9 thoughts on “MayaCherryKiss on-line sex cams for YOU!

  1. Start dating her. I pick flowers by the side of the road and give them to her. I buy loving greeting cards and write letters about how much I love her and send them to her in the mail, buy her little things that she likes. My wife and I have been married for over 40 years and I started doing these things and more when I saw her distancing herself from me at our 10 yr mark. We don’t have much disposable income but doing these little things confirm to her that I love her and that she’s always on my mind.

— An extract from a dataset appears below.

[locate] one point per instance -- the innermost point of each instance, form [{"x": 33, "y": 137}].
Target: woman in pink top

  2. OP, it’s painful to read your post, and confusing. From what I gather you are putting too much into this relationship and getting not much out of it. Which might have been fine if you only ever thought of her as a needy non-reciprocating friend. But, since you do/did have feelings for her my advice is to just move on and save your time/energy/friendship for people who have better values, like you more, use you less, and live in your town so you can meet up in person frequently. It’s not your role to be someone’s free therapist and volunteer cheerleader.

  3. I cannot tell you what you have to do. I just feel that open communication is usually the best option rather than fretting about things. Esp if you’ve been prone to being anxious in the past.

    You’re only a few months in, if something is going on you might as well know now.

    Conversely, if he cannot deal with your mental health issues causing you to worry or get anxious sometimes, he may not be the one for you either. As long as you don’t accuse him of cheating every few weeks of course.

  4. terrible loss

    That's no reason to behave like an *sshole.

    If she behaves like an *sshole, and to you, expect she'll do that anytime her tiny little world is upset a bit. Do you want her to be treating you like toilet paper for your entire life? No, … so it's over – no coming back from what she's done. And if she treats you, her “boyfriend” that horribly, just think how she treats others – so hell no, I wouldn't even want to be associated with such a person.

  5. He is a rapist and an abuser. This is not a safe place for you or your children. He isn’t a good man, he isn’t wonderful in all other respects. This is manipulation to keep you quiet and in your place. Please find a safe place to go to.

  6. Eight, I'm bored of his shit and I only had to read about it. Life is too short to waste time on this stuff. Block and move on or you'll still be playing this stupid game in 10 years.

  7. Maybe she thought you didn't self-quarantine long enough after Covid?

    Your suggestion of a one week break seems reasonable, but nobody here can tell you what comes next, because that's up to her. Play it by ear.

    If by any chance she's writing in to this sub to ask our advice, we'd all be telling her: “breaking up does not require mutual consent. If you're through with him, just block him everywhere and never see him again. He doesn't have to “allow” the breakup.”